Friedman continues to write and perform and has produced albums of children’s songs, composed film themes and, in 1985, apparently wrote “a seminal work on the newly emerging synthesizer industry called Complete Guide to Synthesizers, Sequencers, and Drum Machines."

Well, well...


Aside from his 1957 debut, Blue and Sentimental, Matt Monro Sings Hoagy Carmichael is the singer’s only album comprised entirely of standards.  The match between Terence Edward Parsons from Shoreditch and Indiana’s favourite musical son might seem an odd one but it works supremely well - and demonstrates how Monro had so completely absorbed the style of the American popular music he loved.

He did it so well that, during his lifetime at least, he was sometimes dismissed as a Sinatra-clone – perhaps in part because of a passing resemblance in vocal timbre.  In fact, his style owes as much to the relaxed phrasing of Nat King Cole as it does to Sinatra and, arguably, he was more at home with 60s and 70s pop than the Chairman.  One can’t imagine Sinatra (or Cole) improving on his reading of We’re Gonna Change The World – which might explain why only Gary Wilmot has been foolish (or brave) enough to cover it.

Memphis in June (lyrics by Paul Francis Webster) has seen a bit more action but still remains one of Howard Hoagland’s less familiar melodies.  Julie London, Irene Kral and our very own Liane Carroll have all done cracking versions – and it received a nice little boost as the highlight of Annie Lennox’s Nostalgia album – but Monro’s urbane reading (arrangement, Johnnie Spence) offers as good a vocal embodiment of Carmichael and Webster’s ‘shady veranda under a Sunday blue sky’ as you will hear.  You can almost smell the oleanders...


For a long time I didn’t really get Dinah Shore.  So many of the recordings from her heyday were just too straight, too cool – that’s cool as in detached not ‘cool’ as in Chris Connor or Anita O’Day.

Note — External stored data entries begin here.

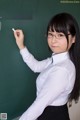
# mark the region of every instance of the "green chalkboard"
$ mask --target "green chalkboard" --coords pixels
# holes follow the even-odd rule
[[[45,37],[50,18],[69,12],[80,22],[79,11],[76,0],[0,0],[0,113],[7,113],[8,120],[34,101],[38,76],[23,62],[12,28],[23,30],[25,45],[42,60],[51,55]]]

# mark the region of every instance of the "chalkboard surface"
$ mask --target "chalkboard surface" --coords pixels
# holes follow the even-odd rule
[[[25,45],[38,59],[51,55],[45,37],[50,18],[69,12],[80,22],[80,3],[66,0],[0,0],[0,113],[20,116],[36,97],[36,78],[23,62],[12,28],[22,29]],[[80,24],[80,23],[79,23]]]

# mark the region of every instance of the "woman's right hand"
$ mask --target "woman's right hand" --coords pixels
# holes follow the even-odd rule
[[[18,46],[18,48],[21,50],[25,47],[24,45],[24,34],[22,30],[15,30],[14,31],[14,37],[16,39],[16,44]]]

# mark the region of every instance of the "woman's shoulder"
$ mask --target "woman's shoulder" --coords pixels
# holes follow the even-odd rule
[[[69,72],[75,72],[75,65],[70,59],[66,59],[64,62],[61,62],[56,65],[59,69],[64,69]]]

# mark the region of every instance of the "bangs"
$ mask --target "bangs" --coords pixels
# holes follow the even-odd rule
[[[49,31],[62,32],[64,33],[68,41],[68,34],[71,34],[72,36],[75,36],[76,34],[74,22],[75,20],[70,14],[61,13],[55,15],[48,24],[47,35]]]
[[[52,20],[50,23],[49,23],[49,26],[48,26],[48,31],[56,31],[56,32],[62,32],[64,33],[65,35],[68,34],[68,29],[67,29],[67,25],[65,24],[64,20],[62,19],[54,19]]]
[[[49,31],[56,31],[56,32],[62,32],[62,33],[67,33],[68,31],[66,30],[66,27],[62,24],[57,24],[54,23],[53,25],[49,26]]]

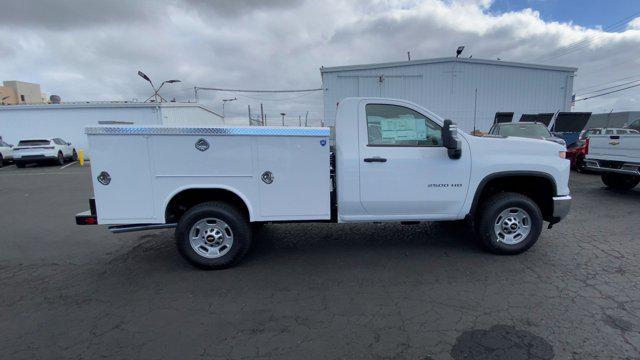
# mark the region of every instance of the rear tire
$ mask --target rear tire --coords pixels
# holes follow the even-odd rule
[[[202,269],[224,269],[237,264],[251,246],[251,227],[242,213],[225,202],[211,201],[189,209],[178,222],[176,244],[180,254]]]
[[[71,160],[78,161],[78,153],[76,152],[75,149],[73,149],[73,155],[71,155]]]
[[[24,167],[27,166],[27,164],[23,163],[22,161],[14,161],[14,163],[16,164],[16,167],[20,169],[24,169]]]
[[[579,173],[587,172],[586,165],[584,163],[584,155],[580,154],[576,157],[576,171]]]
[[[608,188],[614,190],[631,190],[640,182],[640,176],[616,173],[604,173],[601,178]]]
[[[542,213],[533,200],[506,192],[484,201],[478,213],[476,231],[489,252],[515,255],[538,241],[542,223]]]
[[[64,165],[64,155],[62,155],[62,152],[58,152],[58,159],[56,160],[56,164]]]
[[[2,157],[2,154],[0,154],[0,168],[4,166],[4,158]]]

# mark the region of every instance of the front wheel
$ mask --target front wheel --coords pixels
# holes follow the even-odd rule
[[[602,174],[602,182],[614,190],[631,190],[640,182],[640,176],[604,173]]]
[[[251,227],[234,206],[211,201],[194,206],[180,218],[176,242],[191,264],[223,269],[245,256],[251,245]]]
[[[71,155],[71,160],[78,161],[78,153],[75,149],[73,149],[73,155]]]
[[[4,165],[4,158],[2,157],[2,154],[0,154],[0,168]]]
[[[478,214],[477,232],[488,251],[514,255],[538,241],[542,223],[542,213],[533,200],[507,192],[485,200]]]
[[[20,169],[23,169],[25,166],[27,166],[27,164],[23,163],[22,161],[14,161],[14,163],[16,164],[16,167]]]

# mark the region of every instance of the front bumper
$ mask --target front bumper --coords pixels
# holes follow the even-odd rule
[[[553,217],[550,223],[555,224],[564,219],[571,209],[571,195],[553,197]]]

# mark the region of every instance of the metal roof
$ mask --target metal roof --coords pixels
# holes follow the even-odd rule
[[[128,101],[87,101],[87,102],[66,102],[62,104],[19,104],[19,105],[0,105],[2,110],[40,110],[40,109],[99,109],[99,108],[172,108],[172,107],[197,107],[214,115],[222,117],[212,109],[199,104],[189,102],[128,102]]]
[[[352,70],[372,70],[372,69],[381,69],[381,68],[390,68],[390,67],[424,65],[424,64],[437,64],[437,63],[446,63],[446,62],[460,62],[460,63],[470,63],[470,64],[521,67],[521,68],[539,69],[539,70],[564,71],[564,72],[571,72],[571,73],[575,73],[576,71],[578,71],[578,68],[575,68],[575,67],[541,65],[541,64],[527,64],[527,63],[501,61],[501,60],[444,57],[444,58],[436,58],[436,59],[396,61],[396,62],[377,63],[377,64],[321,67],[320,68],[320,72],[321,73],[328,73],[328,72],[340,72],[340,71],[352,71]]]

By the late 50s her hit-making years were behind her but she was a big TV star.  Perhaps on the back of that, she was signed by Capitol.  None of her recordings with them were particular commercial successes but they are easily the musical high point of her career.  She recorded two LPs with Andre Previn (one of duets with his piano the other of lushly orchestrated ballads) and another with Red Norvo.

The best of the bunch is probably Dinah, Yes Indeed!  She lucked out and got Nelson Riddle as her arranger – and some great songs. There’s a bonkers arrangement of Falling In Love With Love when Nelson pulls out the same bongos he utilised for Garland on Come Rain Or Come Shine (and would subsequently deploy for Rosie Clooney on April in Paris) – and he even goes all Pete Rugolo with some surprising tempo changes which let Dinah show off her chops.

But there are also some lovely, straightforward ballad readings including this one of possibly the Gershwins’ finest moment.  A bit like Clooney after all those years of Mitch Miller novelty numbers, Dinah seems thrilled to be given something to get her teeth into and goes for it – without sacrificing an iota of the poise for which she was always know.